Tornado 2.1 released

  • Tornado is intriguing, but the main thing I don't like about it is how it reinvents the wheel with a lot of its components. For example:

    - They created a lot of Web-stuff parsing code themselves, when Werkzeug provides a tested and thorough implementation of a lot of that. (Especially routing, regex-based routing just looks horribly kludgy once you have used werkzeug.routing.)

    - They created their own template language when they could have used Jinja. (In fact, tornado.template is basically a half-as-powerful copy of Jinja.)

    - They created their own database access layer when they could have used SQLAlchemy instead.

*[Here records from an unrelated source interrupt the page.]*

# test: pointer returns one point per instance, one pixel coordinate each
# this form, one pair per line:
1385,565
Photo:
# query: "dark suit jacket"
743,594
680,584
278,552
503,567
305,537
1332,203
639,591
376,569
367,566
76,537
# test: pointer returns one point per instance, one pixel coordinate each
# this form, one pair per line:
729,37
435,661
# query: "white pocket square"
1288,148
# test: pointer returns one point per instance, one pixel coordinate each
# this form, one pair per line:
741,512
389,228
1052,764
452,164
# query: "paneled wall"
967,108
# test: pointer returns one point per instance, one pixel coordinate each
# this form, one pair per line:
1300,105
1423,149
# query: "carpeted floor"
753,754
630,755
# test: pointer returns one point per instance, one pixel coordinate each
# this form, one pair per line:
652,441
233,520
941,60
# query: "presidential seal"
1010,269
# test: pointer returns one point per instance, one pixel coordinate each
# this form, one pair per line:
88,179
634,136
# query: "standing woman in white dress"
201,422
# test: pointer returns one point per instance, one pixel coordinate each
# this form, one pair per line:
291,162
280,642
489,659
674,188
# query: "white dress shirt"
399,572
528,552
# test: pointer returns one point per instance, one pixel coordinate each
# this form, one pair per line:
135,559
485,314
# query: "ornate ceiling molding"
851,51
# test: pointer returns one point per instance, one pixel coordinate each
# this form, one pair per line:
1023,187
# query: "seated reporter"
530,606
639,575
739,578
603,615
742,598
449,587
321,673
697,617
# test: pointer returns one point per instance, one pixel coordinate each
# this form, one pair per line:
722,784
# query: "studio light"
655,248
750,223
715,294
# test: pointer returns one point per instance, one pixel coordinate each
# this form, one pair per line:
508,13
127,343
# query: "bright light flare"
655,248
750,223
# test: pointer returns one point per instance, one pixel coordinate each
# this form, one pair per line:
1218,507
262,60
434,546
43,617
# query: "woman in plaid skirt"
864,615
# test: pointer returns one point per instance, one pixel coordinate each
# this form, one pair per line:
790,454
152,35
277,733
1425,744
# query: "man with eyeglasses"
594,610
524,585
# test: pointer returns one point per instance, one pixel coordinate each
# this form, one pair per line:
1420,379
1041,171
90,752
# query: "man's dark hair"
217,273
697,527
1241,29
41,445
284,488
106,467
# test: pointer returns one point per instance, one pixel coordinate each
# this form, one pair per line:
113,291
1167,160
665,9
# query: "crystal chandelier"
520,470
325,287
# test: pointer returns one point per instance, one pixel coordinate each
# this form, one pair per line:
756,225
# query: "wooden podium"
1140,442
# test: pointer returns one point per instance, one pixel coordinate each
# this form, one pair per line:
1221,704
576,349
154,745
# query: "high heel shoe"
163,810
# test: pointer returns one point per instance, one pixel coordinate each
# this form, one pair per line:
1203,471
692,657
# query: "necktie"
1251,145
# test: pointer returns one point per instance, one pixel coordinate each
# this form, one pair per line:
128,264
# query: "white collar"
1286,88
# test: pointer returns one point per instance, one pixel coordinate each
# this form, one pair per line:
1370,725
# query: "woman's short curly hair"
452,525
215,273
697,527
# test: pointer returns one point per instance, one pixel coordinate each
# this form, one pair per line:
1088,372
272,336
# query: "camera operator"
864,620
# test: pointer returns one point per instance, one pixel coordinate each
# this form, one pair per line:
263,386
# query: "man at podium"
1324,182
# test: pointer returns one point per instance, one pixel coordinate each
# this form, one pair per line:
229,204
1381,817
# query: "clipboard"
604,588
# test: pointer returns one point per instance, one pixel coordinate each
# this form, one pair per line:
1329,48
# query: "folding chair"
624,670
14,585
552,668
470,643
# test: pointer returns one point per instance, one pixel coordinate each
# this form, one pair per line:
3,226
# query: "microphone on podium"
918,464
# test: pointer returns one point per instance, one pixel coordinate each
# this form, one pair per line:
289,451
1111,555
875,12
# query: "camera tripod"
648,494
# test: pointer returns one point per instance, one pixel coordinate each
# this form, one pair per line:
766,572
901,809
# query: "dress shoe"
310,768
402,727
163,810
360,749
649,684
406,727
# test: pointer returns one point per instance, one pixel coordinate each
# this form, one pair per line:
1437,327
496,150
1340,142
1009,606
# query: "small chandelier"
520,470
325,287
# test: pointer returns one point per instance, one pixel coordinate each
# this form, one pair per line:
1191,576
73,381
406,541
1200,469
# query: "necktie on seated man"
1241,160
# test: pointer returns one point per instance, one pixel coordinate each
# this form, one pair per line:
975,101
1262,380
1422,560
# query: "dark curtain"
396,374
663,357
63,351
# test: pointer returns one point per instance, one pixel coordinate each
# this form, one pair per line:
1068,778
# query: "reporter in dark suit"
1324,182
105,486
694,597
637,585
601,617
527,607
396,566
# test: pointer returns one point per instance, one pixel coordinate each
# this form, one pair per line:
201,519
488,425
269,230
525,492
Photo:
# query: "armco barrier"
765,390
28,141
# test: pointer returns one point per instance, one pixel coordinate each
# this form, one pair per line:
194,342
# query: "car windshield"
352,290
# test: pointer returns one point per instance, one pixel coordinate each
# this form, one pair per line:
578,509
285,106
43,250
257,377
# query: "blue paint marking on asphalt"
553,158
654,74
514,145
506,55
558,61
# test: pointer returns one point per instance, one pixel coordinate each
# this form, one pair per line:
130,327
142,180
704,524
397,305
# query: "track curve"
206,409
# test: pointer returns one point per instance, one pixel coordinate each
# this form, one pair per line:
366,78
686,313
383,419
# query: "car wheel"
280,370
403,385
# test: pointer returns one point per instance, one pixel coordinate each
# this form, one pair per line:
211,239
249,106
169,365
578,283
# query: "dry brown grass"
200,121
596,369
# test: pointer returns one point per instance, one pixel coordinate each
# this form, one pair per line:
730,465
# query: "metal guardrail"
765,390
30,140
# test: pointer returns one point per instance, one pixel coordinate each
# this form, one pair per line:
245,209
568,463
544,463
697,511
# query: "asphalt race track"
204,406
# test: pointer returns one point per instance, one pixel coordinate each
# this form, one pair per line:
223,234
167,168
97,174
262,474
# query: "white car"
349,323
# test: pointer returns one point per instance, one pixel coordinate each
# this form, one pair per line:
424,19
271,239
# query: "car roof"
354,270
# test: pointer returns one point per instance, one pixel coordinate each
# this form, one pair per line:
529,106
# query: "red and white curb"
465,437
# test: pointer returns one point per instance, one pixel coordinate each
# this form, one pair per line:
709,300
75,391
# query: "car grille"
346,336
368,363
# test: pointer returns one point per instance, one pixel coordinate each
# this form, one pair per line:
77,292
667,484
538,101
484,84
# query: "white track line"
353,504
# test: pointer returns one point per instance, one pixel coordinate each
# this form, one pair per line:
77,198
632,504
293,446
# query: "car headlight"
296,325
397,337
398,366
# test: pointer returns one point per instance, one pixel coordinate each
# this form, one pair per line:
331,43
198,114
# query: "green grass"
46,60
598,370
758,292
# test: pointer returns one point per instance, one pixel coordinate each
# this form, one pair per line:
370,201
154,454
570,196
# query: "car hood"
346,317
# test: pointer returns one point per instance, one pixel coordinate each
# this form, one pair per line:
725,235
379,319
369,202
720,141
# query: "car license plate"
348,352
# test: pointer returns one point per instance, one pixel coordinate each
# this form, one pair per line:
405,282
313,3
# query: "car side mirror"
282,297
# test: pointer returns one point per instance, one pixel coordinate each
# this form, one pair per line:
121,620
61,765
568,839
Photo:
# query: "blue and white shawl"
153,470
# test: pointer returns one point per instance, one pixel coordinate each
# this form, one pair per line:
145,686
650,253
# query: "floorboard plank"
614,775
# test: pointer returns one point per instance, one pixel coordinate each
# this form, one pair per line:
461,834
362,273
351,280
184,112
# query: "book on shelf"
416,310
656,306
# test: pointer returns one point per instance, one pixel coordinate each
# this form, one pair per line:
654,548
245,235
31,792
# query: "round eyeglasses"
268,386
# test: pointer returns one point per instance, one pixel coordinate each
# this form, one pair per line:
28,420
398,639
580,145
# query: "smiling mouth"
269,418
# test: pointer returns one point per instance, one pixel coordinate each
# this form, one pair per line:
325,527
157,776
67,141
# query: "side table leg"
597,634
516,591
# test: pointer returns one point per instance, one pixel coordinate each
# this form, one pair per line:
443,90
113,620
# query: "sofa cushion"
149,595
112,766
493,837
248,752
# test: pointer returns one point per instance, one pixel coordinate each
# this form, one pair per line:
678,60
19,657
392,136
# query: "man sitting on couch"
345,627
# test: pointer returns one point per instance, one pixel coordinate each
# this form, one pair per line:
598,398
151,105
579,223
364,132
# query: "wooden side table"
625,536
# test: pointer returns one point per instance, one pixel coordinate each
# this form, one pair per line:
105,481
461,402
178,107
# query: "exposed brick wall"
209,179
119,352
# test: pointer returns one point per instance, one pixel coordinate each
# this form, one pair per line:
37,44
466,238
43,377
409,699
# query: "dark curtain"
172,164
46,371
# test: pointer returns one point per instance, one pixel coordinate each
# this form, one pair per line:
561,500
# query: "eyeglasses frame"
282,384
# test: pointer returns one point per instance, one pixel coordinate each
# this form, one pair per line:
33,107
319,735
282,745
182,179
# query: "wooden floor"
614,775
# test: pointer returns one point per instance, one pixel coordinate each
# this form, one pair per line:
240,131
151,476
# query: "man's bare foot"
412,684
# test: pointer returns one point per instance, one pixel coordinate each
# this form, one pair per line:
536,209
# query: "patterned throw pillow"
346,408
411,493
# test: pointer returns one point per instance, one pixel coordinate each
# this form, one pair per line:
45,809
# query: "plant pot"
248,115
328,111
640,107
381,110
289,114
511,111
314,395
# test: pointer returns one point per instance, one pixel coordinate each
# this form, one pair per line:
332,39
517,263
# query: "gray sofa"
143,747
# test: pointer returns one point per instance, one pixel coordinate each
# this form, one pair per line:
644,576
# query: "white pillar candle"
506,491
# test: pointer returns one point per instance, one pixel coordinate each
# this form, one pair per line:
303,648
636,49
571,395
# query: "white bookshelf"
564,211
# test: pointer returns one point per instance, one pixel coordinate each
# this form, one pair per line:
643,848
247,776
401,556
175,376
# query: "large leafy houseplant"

    Sometimes I think people take the concept of "minimal dependencies" way too far.

  • 90% made up my mind to use Tornado for several upcoming projects, would love to hear some comments (good or bad) from anyone thats used it or using it.

  • Coming from php(mvc background), the only thing i don't like about tornado is that basically you have a Class per request, currently i'm in a process to refactor this so that:

    www.site.com/controller/action/params/?vars -> would route to ->

    class controller(requestHandler):

        def get_action(self, *params, **vars):
            #do something
            self.write(response)
        def  post_action2(self, *params, **vars):
            #.... and so on ....

  • For a multiplayer, realtime, text-based game, like a quiz, should I dive in nodejs or Tornado?

    I know Python but never played with server-side javascript before.

  • I'm especially looking forward to trying the new interface to Twisted and the gen module. I was about to write some async interfaces to things that are currently not - these new modules look like they'll be helping me out quite a bit.